Results: An unplanned pregnancy was detected in the T1DM patient, with a glycated hemoglobin level of 8.7 mmol/L (7.1%). The patient started sensor-augmented pump therapy at week 13. Subsequently, she entered automode (HCL) at week 16. The time in range (3.7-7.8 mmol/mol, 63-140 mg/dL) increased from 46.8% to 51.3% after HCL initiation. The glycated hemoglobin level remained close to 48 mmol/mol (6.5%) until the end of the pregnancy. Furthermore, the time under range (<3.7 mmol/mol, <63 mg/dL) remained below the optimal 4% level during the gestation. Finally, a healthy male baby was born at week 37. No safety events were recorded.

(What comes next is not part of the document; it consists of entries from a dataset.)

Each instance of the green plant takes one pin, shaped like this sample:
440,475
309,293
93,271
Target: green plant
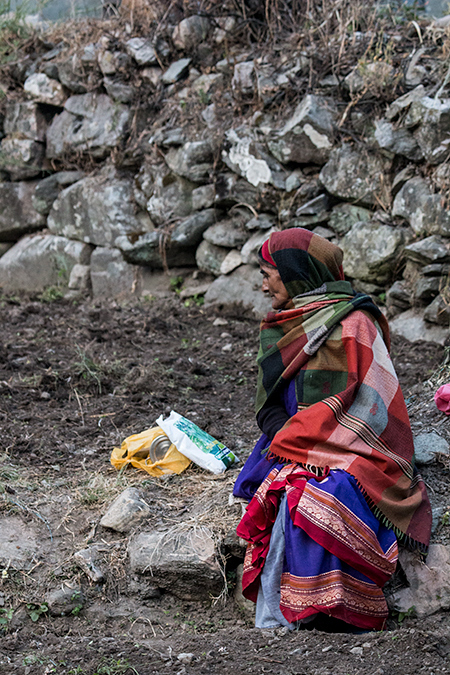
197,299
176,284
36,611
5,616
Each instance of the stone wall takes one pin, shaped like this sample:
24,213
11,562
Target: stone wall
124,154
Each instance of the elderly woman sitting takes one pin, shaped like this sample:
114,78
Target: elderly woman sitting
331,483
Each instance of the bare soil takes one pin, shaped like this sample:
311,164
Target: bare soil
75,380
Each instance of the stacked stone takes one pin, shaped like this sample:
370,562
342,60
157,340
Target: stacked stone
207,197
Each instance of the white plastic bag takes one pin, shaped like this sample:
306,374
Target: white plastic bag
196,444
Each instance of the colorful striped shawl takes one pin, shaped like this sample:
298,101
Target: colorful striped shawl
351,412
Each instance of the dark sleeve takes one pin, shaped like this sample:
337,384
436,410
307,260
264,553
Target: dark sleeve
272,417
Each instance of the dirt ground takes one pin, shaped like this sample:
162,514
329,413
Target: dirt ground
75,380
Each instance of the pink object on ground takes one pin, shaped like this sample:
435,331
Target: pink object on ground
442,398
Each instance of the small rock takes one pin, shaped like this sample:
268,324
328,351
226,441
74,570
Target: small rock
176,71
65,600
126,511
142,51
357,650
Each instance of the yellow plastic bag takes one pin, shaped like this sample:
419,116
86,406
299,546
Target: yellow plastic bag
135,451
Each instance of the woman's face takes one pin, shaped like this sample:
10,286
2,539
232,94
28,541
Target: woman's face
273,285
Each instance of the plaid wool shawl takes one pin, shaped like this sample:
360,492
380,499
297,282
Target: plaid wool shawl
351,412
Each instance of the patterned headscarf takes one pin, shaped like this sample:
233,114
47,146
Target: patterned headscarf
305,261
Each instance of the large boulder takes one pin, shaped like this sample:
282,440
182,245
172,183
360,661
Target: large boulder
194,160
412,327
89,123
358,176
307,137
432,116
247,157
423,210
97,209
181,561
45,89
191,31
159,248
25,119
239,291
22,158
110,275
370,249
397,141
17,213
39,261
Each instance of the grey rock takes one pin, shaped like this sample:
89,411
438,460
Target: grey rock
399,295
90,122
126,512
194,160
429,250
428,446
263,221
178,249
191,31
344,216
422,209
438,312
370,77
48,189
210,257
356,176
21,157
181,561
45,89
307,135
243,81
68,599
411,325
433,133
17,213
426,289
97,209
403,102
203,197
230,233
232,260
249,252
370,250
71,74
111,63
80,278
39,261
110,275
5,247
401,178
247,157
87,560
142,51
397,141
436,270
176,71
118,91
239,291
429,582
171,198
26,120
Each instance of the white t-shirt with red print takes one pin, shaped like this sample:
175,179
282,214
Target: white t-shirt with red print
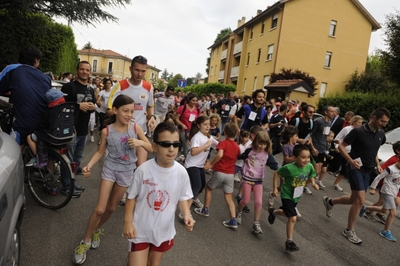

Conclusion: This case represents the successful off-label use of HCL during pregnancy in a patient with T1DM.

Keywords: HCL, hybrid closed-loop; HbA1c, glycated hemoglobin; MM670G, Medtronic MiniMed 670G; RT-CGM, real-time continuous glucose monitoring; T1DM, type 1 diabetes mellitus; TIR, time in range; TUR, time under range; closed-loop; pregnancy; type 1 diabetes mellitus.